What’s left? Screenwriter Simon Kinberg and director Bryan Singer — both returning from DOFP — give us one really fresh and exciting sequence in which the superfast (and supersnarky) Quicksilver (Evan Peters: The Lazarus Effect, Kick-Ass) dashes among the first seconds of a massive explosion rescuing people. There’s a nice running motif in which the cynical Raven (Jennifer Lawrence: Joy, The Hunger Games: Mockingjay – Part 2), who has dropped out of mutant culture, is reminded that so many young mutant girls look up to and even idolize her; young women as role models is not a thing we see onscreen very often. And the new young cast is universally fantastic: Sophie Turner (Barely Lethal, Game of Thrones) as Jean Grey, Kodi Smit-McPhee (Slow West, Dawn of the Planet of the Apes) as the blue-skinned teleporter Nightcrawler; Tye Sheridan (Scouts Guide to the Zombie Apocalypse, Joe) as laser-eyed Cyclops; Alexandra Shipp (Straight Outta Compton, Alvin and the Chipmunks: The Squeakquel) as Storm.

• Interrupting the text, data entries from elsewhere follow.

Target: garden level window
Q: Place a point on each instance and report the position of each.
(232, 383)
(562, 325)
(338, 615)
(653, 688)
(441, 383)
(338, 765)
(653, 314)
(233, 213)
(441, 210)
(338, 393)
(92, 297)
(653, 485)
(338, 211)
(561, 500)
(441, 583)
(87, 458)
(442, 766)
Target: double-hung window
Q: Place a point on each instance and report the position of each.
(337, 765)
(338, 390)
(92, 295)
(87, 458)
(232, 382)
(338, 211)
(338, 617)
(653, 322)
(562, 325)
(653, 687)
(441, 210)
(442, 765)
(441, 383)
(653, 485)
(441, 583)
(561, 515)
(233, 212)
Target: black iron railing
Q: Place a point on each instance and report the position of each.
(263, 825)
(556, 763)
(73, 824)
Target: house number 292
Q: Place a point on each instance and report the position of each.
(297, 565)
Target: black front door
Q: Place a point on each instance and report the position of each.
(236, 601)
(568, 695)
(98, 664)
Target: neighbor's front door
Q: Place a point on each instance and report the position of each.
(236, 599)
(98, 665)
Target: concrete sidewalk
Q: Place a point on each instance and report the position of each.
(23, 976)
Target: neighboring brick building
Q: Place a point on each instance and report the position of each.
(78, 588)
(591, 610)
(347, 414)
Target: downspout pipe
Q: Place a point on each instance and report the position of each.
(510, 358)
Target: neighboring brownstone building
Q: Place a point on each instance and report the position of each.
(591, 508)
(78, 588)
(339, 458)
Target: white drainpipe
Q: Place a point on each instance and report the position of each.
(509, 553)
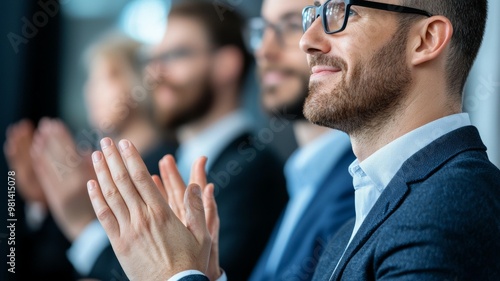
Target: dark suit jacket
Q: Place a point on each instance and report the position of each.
(250, 194)
(331, 207)
(438, 219)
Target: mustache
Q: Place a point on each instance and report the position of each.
(315, 60)
(285, 70)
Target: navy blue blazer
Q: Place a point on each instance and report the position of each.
(331, 207)
(438, 219)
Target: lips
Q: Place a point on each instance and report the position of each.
(273, 77)
(322, 70)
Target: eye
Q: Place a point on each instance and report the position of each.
(352, 12)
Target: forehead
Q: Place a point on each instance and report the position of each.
(183, 32)
(274, 10)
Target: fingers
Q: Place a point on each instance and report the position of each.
(198, 174)
(110, 192)
(114, 167)
(211, 215)
(195, 213)
(174, 185)
(160, 187)
(103, 212)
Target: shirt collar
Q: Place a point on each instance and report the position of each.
(383, 165)
(308, 166)
(212, 140)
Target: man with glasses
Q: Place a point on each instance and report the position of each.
(318, 181)
(427, 198)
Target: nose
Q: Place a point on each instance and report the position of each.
(315, 40)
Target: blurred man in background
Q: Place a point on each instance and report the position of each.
(318, 180)
(199, 69)
(426, 194)
(52, 177)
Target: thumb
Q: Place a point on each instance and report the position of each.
(195, 213)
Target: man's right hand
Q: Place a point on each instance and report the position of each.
(63, 173)
(149, 240)
(173, 190)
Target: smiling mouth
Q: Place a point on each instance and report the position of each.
(321, 71)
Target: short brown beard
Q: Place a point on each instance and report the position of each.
(371, 96)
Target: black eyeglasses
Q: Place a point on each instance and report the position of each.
(335, 13)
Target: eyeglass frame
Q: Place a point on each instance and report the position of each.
(321, 12)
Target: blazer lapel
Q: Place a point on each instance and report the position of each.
(417, 168)
(388, 202)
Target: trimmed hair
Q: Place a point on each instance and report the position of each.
(224, 26)
(469, 20)
(116, 46)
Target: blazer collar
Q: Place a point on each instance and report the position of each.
(417, 168)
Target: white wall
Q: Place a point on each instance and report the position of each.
(482, 93)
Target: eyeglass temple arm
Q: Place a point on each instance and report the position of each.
(389, 7)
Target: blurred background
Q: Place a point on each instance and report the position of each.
(42, 71)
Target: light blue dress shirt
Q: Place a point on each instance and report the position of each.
(305, 171)
(372, 176)
(87, 247)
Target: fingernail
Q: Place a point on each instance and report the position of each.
(105, 142)
(124, 144)
(90, 185)
(96, 156)
(196, 190)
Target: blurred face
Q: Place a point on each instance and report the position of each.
(283, 70)
(107, 93)
(359, 76)
(181, 69)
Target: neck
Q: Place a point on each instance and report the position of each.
(140, 132)
(306, 132)
(420, 108)
(223, 105)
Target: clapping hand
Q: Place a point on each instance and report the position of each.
(148, 238)
(173, 190)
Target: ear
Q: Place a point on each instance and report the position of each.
(433, 39)
(227, 66)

But all of that is overshadowed by too many clichés, implausibilities, and missed opportunities. Magneto’s (Michael Fassbender: Steve Jobs, Frank) personal development comes at the price of the lives of a wife and daughter, something so trite as to be unforgivable. (I don’t care if this was what happened in the comics; other ways to motivate male characters exist that have not become infuriatingly hackneyed.) Professor Xavier (James McAvoy: Victor Frankenstein, Muppets Most Wanted) is so ludicrously forgiving of the most outrageous and devastating actions by his fellow mutants that he ultimately comes across not as gentle and merciful but as a parody of kindness. The superpower of one of Apocalypse’s henchmen, Psylocke (Olivia Munn: Ride Along 2, Mortdecai), appears to be little more than posing around the end of the world in a fuck-me dominatrix costume. (Again: it doesn’t matter if that’s what she looked like on paper. Find a better way to make it work onscreen.) Apocalypse’s apocalypse is a lot of cheesy CGI urban disaster that goes on way too long… and yet appears to impact no one at all. Perhaps most unfortunate of all is the utter waste of the terrific actor who is Oscar Isaac (Star Wars: The Force Awakens, Mojave) as Apocalypse: it could be almost anyone under all that makeup. He would have been much scarier blasting his malevolent glares out of his unadorned face.
Because this is 2016, early days of the Fanboy Wars, this must be said: I liked Apocalypse a lot more than Batman v Superman and a lot less than Captain America: Civil War, and no, Disney did not pay me to say any of this. But the previous films in the trilogy set the bar very high, and this one doesn’t even come close to hitting it, never mind vaulting over it.